"But whatever is private equity? I've looked it up and I still can't quite make it out. It's in another language: angel investing, mezzanine capital, passive limited partners and hurdle rates. What? I asked my friend Rosemary and she couldn't even be fagged to think about it. "I don't know anything about all that," says she. "Just shut up and let me get on with my gardening." Luckily, my friend Fielding saw a programme on it, and he explained."
It almost sounds like a parody but I'm pretty sure it isn't.
She has just professed not just to her own ignorance but the ignorance of the few people she has spoken to on the subject. At least Hutton claims to have some kind of insight; this article doesn't even really aspire to any knowledge on the subject. The Guardian's audience should be appreciated by its editors as an enormous luxury, a chance to speak to so many people, but instead they show a kind of contempt by accepting this, presumably on the basis of it being ideologically satisfying.

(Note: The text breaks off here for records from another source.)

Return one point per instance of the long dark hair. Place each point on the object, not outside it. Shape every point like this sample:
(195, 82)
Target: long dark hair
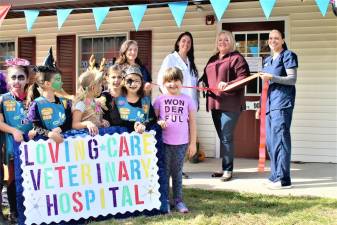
(190, 53)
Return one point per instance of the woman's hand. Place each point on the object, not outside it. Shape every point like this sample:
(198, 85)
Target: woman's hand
(222, 85)
(57, 137)
(162, 124)
(17, 135)
(31, 134)
(192, 150)
(266, 76)
(93, 130)
(139, 127)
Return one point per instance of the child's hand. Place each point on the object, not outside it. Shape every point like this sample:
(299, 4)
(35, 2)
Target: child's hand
(31, 134)
(192, 150)
(162, 124)
(93, 130)
(17, 135)
(57, 130)
(139, 127)
(57, 137)
(147, 87)
(105, 123)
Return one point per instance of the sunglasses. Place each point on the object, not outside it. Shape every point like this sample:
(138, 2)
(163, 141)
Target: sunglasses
(20, 77)
(130, 81)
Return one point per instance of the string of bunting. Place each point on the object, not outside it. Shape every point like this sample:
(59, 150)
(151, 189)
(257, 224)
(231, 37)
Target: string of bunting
(137, 12)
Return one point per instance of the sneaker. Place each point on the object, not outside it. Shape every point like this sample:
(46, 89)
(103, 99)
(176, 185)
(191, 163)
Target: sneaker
(278, 185)
(181, 207)
(227, 175)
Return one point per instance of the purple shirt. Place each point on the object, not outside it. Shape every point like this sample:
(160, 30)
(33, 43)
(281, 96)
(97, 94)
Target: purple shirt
(175, 111)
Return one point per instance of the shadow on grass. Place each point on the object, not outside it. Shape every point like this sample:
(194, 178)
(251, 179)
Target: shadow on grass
(226, 204)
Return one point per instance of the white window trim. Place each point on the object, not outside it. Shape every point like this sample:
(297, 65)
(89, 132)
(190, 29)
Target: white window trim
(252, 19)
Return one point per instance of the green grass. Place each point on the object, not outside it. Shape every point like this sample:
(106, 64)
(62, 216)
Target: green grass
(224, 207)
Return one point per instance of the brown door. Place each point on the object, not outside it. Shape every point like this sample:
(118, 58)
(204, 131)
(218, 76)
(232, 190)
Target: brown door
(144, 40)
(252, 42)
(66, 50)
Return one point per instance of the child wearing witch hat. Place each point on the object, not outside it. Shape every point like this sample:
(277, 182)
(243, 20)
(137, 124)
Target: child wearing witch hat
(50, 115)
(13, 121)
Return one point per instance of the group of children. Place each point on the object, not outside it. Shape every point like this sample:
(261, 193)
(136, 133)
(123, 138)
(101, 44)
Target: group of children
(41, 110)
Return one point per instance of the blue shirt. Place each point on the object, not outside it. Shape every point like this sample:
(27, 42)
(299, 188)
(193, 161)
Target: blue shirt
(280, 96)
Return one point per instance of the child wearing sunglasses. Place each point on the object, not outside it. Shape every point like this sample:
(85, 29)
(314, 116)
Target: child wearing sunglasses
(13, 122)
(135, 109)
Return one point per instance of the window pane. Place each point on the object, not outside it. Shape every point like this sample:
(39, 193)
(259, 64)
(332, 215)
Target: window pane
(264, 47)
(98, 45)
(86, 45)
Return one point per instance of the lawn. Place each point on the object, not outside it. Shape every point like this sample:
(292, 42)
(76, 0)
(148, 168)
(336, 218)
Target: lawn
(224, 207)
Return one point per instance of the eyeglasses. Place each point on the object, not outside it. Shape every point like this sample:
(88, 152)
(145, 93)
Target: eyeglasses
(130, 81)
(20, 77)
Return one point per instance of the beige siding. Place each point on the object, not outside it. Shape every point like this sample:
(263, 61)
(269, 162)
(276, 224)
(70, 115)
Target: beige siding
(312, 36)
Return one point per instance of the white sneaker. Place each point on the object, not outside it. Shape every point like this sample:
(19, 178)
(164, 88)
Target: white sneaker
(278, 185)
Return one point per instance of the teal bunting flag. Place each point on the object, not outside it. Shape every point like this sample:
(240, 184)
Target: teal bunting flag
(31, 16)
(178, 10)
(219, 7)
(99, 15)
(137, 13)
(323, 6)
(267, 7)
(62, 15)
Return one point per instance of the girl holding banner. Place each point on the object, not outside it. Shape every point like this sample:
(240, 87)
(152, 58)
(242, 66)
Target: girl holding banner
(87, 111)
(50, 114)
(280, 73)
(226, 67)
(13, 121)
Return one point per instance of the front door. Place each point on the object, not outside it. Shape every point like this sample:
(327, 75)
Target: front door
(252, 42)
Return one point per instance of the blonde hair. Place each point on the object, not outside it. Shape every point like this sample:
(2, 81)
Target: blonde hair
(173, 73)
(230, 37)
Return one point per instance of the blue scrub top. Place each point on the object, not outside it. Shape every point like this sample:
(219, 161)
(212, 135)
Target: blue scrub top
(280, 96)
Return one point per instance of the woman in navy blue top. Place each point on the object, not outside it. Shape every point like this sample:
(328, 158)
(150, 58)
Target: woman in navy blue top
(280, 69)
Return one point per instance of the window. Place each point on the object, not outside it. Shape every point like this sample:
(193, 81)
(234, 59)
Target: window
(7, 51)
(254, 47)
(107, 47)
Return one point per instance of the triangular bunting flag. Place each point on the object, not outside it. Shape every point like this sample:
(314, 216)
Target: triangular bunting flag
(267, 7)
(62, 15)
(31, 16)
(3, 12)
(323, 6)
(99, 14)
(219, 7)
(178, 10)
(137, 13)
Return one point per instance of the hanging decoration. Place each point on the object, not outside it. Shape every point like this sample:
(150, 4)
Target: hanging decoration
(267, 7)
(62, 15)
(31, 16)
(178, 10)
(137, 13)
(99, 15)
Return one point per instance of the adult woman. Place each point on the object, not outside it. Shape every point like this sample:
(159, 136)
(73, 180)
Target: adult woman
(227, 66)
(128, 56)
(183, 58)
(280, 70)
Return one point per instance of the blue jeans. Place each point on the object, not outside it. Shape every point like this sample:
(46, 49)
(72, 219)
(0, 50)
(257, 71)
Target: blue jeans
(174, 160)
(225, 123)
(279, 144)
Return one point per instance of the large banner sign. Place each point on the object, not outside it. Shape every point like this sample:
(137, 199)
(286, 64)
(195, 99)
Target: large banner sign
(89, 176)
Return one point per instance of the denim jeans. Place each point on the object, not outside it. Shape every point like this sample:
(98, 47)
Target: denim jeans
(279, 144)
(174, 160)
(225, 123)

I worry that, further, they might actually have liked its style, the unquestioning acceptance that this new capitalism is a fresh evil. The light-headed, self-satisfied lack of the drive to question ideological received wisdom is being sold as a lifestyle choice. The parroting of opinions obtained casually through friends is described as a preferable alternative to the hard, ungratifying and vaguely nerdy work of trying to "make it out" on your own. Instead of trying to inform their readers they are trying to instill in them the idea that to close your mind is to prove that you are urbane and fun.